Question-and-Answer Session
Operator
Your first question comes from Matthew Carletti – Fox-Pitt, Kelton.
Matthew Carletti – Fox-Pitt, Kelton
Looking back to the first quarter casualty you bumped up the accident year loss ratio kind of given pricing trends and what you saw in lost costs and since then it’s been kind of a slow but steady improvement it seems both in 2Q and 3Q to slightly better accident year loss ratios. Could you just comment on what you’ve seen over the past six or nine months that has led you to bring that ratio down? What’s gone on with loss costs?
Joseph E. Dondanville
It’s basically favorable development because there’s nothing that you can do as far as making up the deterioration and the losses on price other than looking at our historical performance and that the base that we’re building off of our loss picks has continuously improved beyond what we originally estimated.

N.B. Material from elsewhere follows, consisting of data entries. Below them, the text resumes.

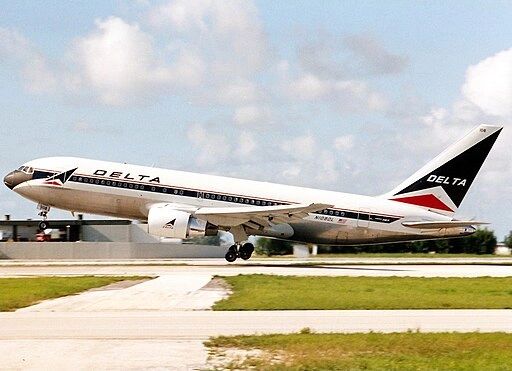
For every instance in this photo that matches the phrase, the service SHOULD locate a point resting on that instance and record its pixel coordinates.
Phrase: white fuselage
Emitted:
(128, 191)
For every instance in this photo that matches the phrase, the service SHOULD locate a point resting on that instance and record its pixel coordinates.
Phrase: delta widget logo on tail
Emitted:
(170, 224)
(60, 178)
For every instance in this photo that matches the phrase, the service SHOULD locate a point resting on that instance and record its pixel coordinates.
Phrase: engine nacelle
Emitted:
(165, 221)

Matthew Carletti – Fox-Pitt, Kelton
So in other words it kind of lowered the bar, prior years are better than you thought and it lowered the bar for current business?
Joseph E. Dondanville
Yes.
Operator
Your next question comes from Bijan Moazami – FBR Capital Markets.
Bijan Moazami – FBR Capital Markets
This question is for Mike Stone. I’m trying to get an understanding of exactly what happened during last quarter. On one hand a lot of brokers were saying that AIG were cutting rates as much as 40% in the wholesale brokerage market and now it seems that that has somewhat cut back into normal. On the other hand, I’m a little bit worried about any increase in unemployment rate what the impact of that would be, what the impact would decrease in the stock market. Will it be under D&O losses?
And also with the November election, with Democrats probably taking over would that increase the probability of some of the regulation going the wrong way? I’m just trying to understand the dynamic of the pricing in the context of what you guys think about loss costs going forward.
Michael J. Stone
Bijan I’ll try to answer that multi-part question the best I can. I think certainly on the AIG front it’s been a bit of a mixed bag I think from that perspective. We’ve seen them be very competitive in some areas and not as competitive in some other areas. I think they’re certainly being competitive in the surplus lines arena. But they have been competitive for the foreseeable past, so it’s really not any great change there. But it’s certainly not seeing them increase rates.